I'm trying to build a Chinese word segmentator as this paper. If I understand it correctly, they use a 2-tag segmentation approach with CRF++. My question is, how to make the tag transition in that paper (e.g.T(-1)C(0)T(0)) as a feature template in CRF++? For example,for such training data:
共 B
同 M
創 B
造 M
美 B <- Current word
好 M
的 B
新 B
世 B
紀 M
Is it possible to have feature T(-1)C(0)T(0) -> M/美/B in CRF++? I've tried add feature tempalte such as U01:%x[-1,1]/%x[0,0]/%x[0,1] but that failed. I am also confused about that since the B/I tag is the tag we want to tag in the testing data(e.g. raw Chinese sentences), why it's possible to use the tag as feature in the paper? Or I misunderstood anything?
Features like T(-1)C(0)T(0) -> M/美/B in CRF++ can be represented as:
B01:%x[0,0]
Note the difference. B, not U
if you use U01:%x[0,0], it means a feature like "美/B".

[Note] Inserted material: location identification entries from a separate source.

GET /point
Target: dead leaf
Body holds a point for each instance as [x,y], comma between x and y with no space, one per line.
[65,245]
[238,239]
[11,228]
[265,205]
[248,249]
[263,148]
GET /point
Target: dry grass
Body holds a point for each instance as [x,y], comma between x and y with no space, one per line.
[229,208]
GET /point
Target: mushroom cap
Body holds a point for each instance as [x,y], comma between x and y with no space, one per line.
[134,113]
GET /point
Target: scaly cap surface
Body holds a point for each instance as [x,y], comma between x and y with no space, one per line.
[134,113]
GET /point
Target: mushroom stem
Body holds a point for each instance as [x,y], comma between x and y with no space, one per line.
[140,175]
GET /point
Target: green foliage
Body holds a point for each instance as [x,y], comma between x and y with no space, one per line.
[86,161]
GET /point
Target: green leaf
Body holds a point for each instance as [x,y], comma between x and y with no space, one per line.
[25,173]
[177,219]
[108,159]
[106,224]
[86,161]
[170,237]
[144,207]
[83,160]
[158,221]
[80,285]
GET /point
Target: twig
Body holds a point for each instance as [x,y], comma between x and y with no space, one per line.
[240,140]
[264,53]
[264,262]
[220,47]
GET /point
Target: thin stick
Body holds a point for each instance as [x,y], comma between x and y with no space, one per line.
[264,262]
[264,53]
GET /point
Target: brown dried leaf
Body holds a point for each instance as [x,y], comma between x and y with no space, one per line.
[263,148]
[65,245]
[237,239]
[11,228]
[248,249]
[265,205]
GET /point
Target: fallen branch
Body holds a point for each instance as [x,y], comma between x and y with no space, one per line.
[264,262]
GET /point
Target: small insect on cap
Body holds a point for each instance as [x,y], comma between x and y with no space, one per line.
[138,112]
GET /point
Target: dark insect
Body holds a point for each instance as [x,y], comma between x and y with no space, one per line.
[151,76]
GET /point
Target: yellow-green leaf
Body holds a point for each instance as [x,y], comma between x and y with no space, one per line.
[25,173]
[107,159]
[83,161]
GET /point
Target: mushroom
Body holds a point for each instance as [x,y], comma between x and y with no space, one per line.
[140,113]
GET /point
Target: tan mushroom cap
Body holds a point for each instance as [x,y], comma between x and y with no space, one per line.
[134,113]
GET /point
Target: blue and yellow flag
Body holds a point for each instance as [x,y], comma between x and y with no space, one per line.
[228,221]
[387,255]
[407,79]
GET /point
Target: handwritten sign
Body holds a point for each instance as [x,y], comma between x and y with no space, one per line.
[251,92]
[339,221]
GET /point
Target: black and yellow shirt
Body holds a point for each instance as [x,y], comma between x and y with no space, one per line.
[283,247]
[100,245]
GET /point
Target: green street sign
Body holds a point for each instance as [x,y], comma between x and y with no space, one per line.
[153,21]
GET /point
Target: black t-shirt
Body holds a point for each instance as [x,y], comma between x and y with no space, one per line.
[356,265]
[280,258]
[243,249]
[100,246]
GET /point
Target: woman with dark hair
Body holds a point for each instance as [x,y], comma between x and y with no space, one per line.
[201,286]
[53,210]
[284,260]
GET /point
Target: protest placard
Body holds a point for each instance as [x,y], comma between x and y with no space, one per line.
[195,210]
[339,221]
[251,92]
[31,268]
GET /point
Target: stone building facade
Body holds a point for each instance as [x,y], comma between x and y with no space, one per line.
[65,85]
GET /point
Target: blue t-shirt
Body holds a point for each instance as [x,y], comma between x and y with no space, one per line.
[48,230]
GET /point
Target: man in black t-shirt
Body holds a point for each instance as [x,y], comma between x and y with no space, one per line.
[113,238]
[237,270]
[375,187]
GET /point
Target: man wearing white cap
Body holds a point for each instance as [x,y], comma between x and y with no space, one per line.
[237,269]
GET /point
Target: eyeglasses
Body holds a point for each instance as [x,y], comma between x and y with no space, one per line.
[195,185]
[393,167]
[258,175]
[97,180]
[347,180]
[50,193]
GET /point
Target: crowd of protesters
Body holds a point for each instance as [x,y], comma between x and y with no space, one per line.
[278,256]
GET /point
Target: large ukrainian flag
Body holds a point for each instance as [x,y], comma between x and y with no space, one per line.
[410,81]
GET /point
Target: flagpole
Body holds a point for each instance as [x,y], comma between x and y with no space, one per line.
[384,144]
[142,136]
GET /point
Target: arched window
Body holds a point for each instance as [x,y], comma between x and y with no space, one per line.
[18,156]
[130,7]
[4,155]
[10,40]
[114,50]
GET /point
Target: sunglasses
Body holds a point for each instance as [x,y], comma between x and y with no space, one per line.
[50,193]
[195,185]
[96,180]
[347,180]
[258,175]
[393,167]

This also confused me a bit when I first use CRF++ 6 years ago. Hope this can help you.
I should mention that in CRF, the description of a feature will include the label. I mean, the following is a 0-1 feature: Current character is "美" and current label is "B"
What "template" in CRF++(which is a tool implemented CRF) does is to enumerate all labels given the context defined in the template.
So in your example, U01:%x[0,0] introduces 2 features automatically: "U01:美_y=B" and "U01:美_y=M"